Изменить размер шрифта - +
 — Ты даешь ей один золотой в день за мое лечение, не так ли?

— Да, — подтвердил немедиец.

 

— Так сделай наоборот, недоумок! Не давай ей ничего, но скажи, что в день, когда я встану на ноги, ты выложишь ей столько золота, сколько она захочет!

— Я так и сделаю, — коротко ответил Шумри. На следующий день он объяснил старухе, что больше не будет давать ей денег, пока больной не поднимется.

Та не выразила ни удивления, ни неудовольствия. Вечерний ритуал был все тот же: растирание, пассы, пение.

— О Кром! — ворчал киммериец. — Объясни ей, что от ее воплей мне не лучше, а гораздо хуже. Пусть лечит молча!

Шумри сказал старухе несколько слов. Язык Ба-Лууун был очень схож с языком Леопардов, и они без труда понимали друг друга. Старуха ответила. Она говорила довольно долго и с большим чувством, а в конце своей речи выразительно фыркнула, взмахнула руками и три раза сплюнула на пол.

— Она говорит, — повернулся Шумри к киммерийцу, — что поет не тебе, но твоему позвоночнику. Если тебе так уж противно, ты можешь заткнуть уши. От звуков ее песни происходит заживление всего, что было насильственно порвано в твоем теле. И еще она говорит, что ты давно мог бы встать, если бы захотел.

— Что?!

— Ты давно мог бы встать, — повторил Шумри, — если бы хотел этого достаточно сильно.

— Так, по-твоему, мне нравится лежать здесь, как тупое бревно, как дохлая туша, как… как… — от ярости Конан поперхнулся и закашлялся.

— Не по-моему, а по ее, — спокойно поправил немедиец, переждав хриплый шторм кашля. — Она сказала, что если еще через несколько дней ты не встанешь, она своими руками вышвырнет тебя из хижины, и плевать ей на все твое золото.

Но Конан все не вставал. Оставшись наедине с собой, когда не на кого было выплеснуть ярость, презрение и сарказм, он не мог не согласиться в глубине души, что старуха права. Он хочет встать, но, видимо, не достаточно сильно. Сильнее — о, гораздо сильнее! — хотел бы он сжать рукоять кинжала и нанести вожделенный удар. «Кром! Позволь мне уйти, суровый владыка! Сколько душ переправил я в прохладный сумрак Серых Равнин, позволь же теперь и мне от одного короткого и точного удара отойти, отлететь, откатиться кубарем, провалиться — неважно как и куда, но — отсюда!..» Пусть скорее старуха вышвырнет его из своей хижины. Возможно, кто-то из ее соплеменников окажется милосерднее немедийского проходимца.

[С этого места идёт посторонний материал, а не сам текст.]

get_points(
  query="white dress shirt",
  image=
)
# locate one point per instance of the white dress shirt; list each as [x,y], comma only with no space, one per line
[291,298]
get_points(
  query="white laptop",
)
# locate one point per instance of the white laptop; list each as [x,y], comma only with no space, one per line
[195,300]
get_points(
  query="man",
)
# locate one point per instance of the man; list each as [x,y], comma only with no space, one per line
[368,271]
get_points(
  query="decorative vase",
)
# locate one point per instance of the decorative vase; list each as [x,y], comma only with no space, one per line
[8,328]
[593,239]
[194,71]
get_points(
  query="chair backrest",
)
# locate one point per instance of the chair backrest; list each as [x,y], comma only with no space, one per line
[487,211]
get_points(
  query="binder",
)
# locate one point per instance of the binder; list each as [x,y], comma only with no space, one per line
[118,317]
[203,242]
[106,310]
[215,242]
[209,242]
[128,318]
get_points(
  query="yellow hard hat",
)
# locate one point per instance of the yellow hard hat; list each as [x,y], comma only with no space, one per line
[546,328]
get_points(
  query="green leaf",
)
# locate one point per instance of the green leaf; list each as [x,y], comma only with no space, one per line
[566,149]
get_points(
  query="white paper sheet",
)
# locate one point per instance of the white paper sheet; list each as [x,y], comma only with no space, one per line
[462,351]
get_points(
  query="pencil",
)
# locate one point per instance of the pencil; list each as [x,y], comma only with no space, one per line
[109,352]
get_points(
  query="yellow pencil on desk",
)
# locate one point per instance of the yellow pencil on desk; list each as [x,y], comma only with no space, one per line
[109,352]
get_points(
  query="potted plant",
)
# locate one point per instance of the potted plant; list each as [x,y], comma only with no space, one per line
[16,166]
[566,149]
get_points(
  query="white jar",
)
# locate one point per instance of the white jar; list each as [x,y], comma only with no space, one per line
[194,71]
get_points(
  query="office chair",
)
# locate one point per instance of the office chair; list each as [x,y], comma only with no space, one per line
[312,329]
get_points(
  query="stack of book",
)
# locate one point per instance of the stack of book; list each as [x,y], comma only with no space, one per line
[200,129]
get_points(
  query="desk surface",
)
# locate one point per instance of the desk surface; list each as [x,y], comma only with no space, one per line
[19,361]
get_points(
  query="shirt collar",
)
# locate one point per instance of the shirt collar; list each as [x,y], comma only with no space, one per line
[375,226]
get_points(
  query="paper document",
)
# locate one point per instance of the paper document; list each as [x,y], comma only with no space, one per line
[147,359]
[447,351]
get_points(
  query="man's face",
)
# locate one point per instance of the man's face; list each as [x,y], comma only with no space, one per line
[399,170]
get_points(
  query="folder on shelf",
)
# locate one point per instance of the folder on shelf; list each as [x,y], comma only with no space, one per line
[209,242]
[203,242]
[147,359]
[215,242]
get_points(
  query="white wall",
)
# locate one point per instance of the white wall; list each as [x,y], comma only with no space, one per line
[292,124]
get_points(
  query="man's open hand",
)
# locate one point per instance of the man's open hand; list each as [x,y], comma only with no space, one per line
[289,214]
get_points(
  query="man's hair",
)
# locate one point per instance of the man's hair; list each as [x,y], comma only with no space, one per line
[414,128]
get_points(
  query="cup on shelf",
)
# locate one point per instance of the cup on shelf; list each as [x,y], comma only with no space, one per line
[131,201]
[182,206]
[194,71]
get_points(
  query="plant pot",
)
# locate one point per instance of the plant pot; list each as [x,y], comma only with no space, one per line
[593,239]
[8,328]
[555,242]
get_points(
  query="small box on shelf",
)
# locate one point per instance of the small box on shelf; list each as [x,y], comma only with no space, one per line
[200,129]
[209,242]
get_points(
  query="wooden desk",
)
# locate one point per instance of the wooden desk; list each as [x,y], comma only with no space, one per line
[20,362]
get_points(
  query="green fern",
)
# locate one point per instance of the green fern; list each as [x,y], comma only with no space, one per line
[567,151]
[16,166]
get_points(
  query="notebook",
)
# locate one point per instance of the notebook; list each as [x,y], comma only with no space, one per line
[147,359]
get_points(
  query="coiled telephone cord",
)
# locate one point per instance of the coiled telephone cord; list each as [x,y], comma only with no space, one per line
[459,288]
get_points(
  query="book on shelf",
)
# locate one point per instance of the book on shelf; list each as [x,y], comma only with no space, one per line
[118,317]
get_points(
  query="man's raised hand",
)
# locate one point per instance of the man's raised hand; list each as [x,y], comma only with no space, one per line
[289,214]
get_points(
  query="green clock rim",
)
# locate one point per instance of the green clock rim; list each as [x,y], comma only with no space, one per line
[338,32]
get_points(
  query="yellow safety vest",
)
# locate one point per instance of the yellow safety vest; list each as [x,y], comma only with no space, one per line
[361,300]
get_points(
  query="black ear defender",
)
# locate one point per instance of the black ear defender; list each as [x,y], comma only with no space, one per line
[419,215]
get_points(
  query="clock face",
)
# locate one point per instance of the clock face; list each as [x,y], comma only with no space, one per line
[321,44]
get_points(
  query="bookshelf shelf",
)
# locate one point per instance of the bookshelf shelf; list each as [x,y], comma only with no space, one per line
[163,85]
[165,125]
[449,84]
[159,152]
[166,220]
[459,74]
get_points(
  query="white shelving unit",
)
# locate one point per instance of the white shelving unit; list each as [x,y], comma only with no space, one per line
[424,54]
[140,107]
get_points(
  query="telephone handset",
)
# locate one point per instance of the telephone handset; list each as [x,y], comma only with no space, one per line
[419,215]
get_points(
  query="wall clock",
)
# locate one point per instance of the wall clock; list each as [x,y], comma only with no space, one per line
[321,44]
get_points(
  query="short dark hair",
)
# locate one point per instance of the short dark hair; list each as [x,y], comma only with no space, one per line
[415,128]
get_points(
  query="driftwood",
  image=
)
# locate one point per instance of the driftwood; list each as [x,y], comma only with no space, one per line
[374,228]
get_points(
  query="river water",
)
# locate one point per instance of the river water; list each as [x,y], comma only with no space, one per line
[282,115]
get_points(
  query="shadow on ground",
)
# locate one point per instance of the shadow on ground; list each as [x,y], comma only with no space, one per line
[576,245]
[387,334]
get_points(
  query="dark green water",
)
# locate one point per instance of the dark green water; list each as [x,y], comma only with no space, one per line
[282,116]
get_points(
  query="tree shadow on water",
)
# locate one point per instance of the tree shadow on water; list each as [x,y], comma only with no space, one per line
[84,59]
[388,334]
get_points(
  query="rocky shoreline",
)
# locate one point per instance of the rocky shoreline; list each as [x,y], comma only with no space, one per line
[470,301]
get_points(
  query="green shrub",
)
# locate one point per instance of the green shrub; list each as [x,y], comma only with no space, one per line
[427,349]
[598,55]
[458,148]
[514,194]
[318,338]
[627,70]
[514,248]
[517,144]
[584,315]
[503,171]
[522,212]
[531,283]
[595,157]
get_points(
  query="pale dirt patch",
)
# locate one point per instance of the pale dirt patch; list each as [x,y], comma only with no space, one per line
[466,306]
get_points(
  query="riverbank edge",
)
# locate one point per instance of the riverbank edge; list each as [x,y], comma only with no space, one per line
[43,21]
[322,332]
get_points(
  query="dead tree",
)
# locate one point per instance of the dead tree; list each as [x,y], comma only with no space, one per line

Стоило Конану хоть на мгновение прикрыть веки, как на внутренней их стороне тут же возникало лицо Айя-Ни, огромные глаза ее, то ласковые, то озорные, шевелящиеся от дыхания лазоревые перья, стремительные и нежные руки. Неужели всего этого нет больше?.. Неужели осталась только тень, полупрозрачная, зыбкая, тихо стонущая на бескрайних и однообразных Серых Равнинах? Но отчего тогда в памяти Конана она так полнокровна, так солнечна — до рези в глазах?..

…Вот Айя-Ни встает на колени перед тушей пантеры, которую киммериец только что выпутал из сетей охотничьего паука Шохи. Она что-то горячо объясняет мертвому зверю, то прижимая ладони к левому его боку, то касаясь ими своей груди. Она просит прощения за то, что они лишили пантеру жизни: племени нужна еда, нужна теплая шкура, на которой совсем скоро будет спать маленький будущий вождь. Конан смеется: неужели она всерьез воображает, что холодеющий труп слышит ее? — но девушка косится в его сторону строго и укоризненно и продолжает просить прощения — и за смех киммерийца в том числе…

Вот она показывает ему глубокой ночью на светло-туманную полосу, протянувшуюся через весь небосклон. «Это дорога, по которой души уходят на небо после смерти.